64bit posit square root

Shruti Narayana

unread,

May 24, 2023, 8:01:58 AM5/24/23

to Unum Computing

Hello!

I am working on a project that requires the posit 64 bit square root. I am modeling it based on the posit 32 bit and 16 bit code (Cerlane code), ie I am using the piecewise linear approximation and Newton-Raphson refinement. However, the results I am getting have inaccuracy of up to 20 bits.

While I used the trial and error method to increase precision, I noticed that with a higher r0 value the precision seems to be increasing but this value does not seem to be obtainable through the approximation look-up tables used in the 32 bit and 16 bit algorithms.

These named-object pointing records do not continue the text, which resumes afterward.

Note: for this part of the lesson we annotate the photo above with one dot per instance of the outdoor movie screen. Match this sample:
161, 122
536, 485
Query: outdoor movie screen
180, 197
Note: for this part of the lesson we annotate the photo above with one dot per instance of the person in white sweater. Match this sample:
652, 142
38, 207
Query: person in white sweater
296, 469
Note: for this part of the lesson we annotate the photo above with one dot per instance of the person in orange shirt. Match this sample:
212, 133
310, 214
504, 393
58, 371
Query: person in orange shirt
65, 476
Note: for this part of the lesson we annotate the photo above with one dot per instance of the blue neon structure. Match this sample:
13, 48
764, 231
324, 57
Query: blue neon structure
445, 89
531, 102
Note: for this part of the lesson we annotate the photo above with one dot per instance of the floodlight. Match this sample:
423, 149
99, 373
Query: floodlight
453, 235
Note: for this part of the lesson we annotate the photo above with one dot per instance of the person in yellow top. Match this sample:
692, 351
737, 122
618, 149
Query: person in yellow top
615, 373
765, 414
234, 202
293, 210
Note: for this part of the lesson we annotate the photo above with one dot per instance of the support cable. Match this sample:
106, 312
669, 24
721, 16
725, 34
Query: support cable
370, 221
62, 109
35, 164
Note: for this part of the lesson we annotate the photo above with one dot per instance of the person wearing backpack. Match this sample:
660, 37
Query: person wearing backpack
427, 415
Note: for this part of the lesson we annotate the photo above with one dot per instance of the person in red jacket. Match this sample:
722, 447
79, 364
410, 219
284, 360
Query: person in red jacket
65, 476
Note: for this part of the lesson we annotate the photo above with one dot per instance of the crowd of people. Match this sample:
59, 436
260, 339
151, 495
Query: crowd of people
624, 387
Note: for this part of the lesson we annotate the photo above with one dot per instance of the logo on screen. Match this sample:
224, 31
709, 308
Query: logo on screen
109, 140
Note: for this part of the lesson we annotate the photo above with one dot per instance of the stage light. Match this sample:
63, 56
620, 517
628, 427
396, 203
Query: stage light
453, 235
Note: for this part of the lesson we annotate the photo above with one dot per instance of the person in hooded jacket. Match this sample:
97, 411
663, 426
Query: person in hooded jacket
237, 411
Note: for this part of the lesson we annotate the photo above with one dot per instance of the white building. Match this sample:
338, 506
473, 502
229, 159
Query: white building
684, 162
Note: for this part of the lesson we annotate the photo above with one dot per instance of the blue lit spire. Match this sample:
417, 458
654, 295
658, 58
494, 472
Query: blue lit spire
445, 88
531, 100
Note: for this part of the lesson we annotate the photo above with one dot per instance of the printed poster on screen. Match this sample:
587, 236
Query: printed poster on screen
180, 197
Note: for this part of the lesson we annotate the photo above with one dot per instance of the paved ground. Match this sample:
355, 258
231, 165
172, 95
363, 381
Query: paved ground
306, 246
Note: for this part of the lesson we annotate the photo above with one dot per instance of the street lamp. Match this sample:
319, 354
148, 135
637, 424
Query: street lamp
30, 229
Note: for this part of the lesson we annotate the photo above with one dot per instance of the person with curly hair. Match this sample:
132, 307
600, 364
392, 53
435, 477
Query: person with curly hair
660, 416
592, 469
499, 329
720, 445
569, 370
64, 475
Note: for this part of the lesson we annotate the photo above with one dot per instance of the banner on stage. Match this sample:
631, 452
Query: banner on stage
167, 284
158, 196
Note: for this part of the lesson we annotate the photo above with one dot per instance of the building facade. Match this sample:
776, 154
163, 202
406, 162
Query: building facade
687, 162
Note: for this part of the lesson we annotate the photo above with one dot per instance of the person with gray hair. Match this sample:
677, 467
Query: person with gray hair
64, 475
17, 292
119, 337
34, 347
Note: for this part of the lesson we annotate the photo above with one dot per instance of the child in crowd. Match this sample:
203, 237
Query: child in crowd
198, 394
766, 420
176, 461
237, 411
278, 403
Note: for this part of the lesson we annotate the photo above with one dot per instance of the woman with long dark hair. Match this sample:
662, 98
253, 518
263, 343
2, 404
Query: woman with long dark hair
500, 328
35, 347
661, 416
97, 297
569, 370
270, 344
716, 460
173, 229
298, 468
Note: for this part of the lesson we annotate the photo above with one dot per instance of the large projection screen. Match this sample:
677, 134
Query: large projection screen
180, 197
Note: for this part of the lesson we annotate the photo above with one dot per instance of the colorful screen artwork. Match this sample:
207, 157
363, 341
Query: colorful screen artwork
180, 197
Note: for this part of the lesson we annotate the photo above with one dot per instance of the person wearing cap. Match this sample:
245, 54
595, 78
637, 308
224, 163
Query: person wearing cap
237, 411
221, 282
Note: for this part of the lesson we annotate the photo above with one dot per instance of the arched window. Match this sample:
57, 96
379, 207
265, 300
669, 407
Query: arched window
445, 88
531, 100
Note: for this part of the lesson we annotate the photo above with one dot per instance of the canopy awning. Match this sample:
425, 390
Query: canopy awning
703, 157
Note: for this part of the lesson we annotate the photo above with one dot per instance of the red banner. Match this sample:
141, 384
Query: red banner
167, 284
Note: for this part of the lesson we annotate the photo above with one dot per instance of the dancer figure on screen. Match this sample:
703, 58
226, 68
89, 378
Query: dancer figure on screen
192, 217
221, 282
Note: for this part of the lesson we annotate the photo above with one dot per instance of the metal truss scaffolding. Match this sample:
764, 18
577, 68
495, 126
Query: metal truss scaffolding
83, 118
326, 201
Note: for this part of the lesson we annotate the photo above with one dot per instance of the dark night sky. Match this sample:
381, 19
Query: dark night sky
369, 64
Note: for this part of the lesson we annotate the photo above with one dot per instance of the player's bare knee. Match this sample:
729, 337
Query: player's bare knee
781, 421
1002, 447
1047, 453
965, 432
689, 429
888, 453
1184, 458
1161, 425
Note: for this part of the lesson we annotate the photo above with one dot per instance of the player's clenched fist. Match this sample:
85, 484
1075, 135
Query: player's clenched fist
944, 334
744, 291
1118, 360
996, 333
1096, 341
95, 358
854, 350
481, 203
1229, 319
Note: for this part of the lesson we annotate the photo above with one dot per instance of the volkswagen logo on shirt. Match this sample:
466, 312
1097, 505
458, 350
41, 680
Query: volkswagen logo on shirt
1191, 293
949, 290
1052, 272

Could it be that new look up tables pertaining to the 64 bit algorithm needs to be created or is there something else I should look into?

Thank you!

Shruti

Theodore Omtzigt

unread,

May 24, 2023, 9:34:20 AM5/24/23

to Unum Computing

Shruti:

within Universal we are using a fast sqrt algorithm, but that algorithm needs to be extended to precise posits like posit<64,2> as the algorithm uses double precision literals which inject some error in the conversion as you can see here.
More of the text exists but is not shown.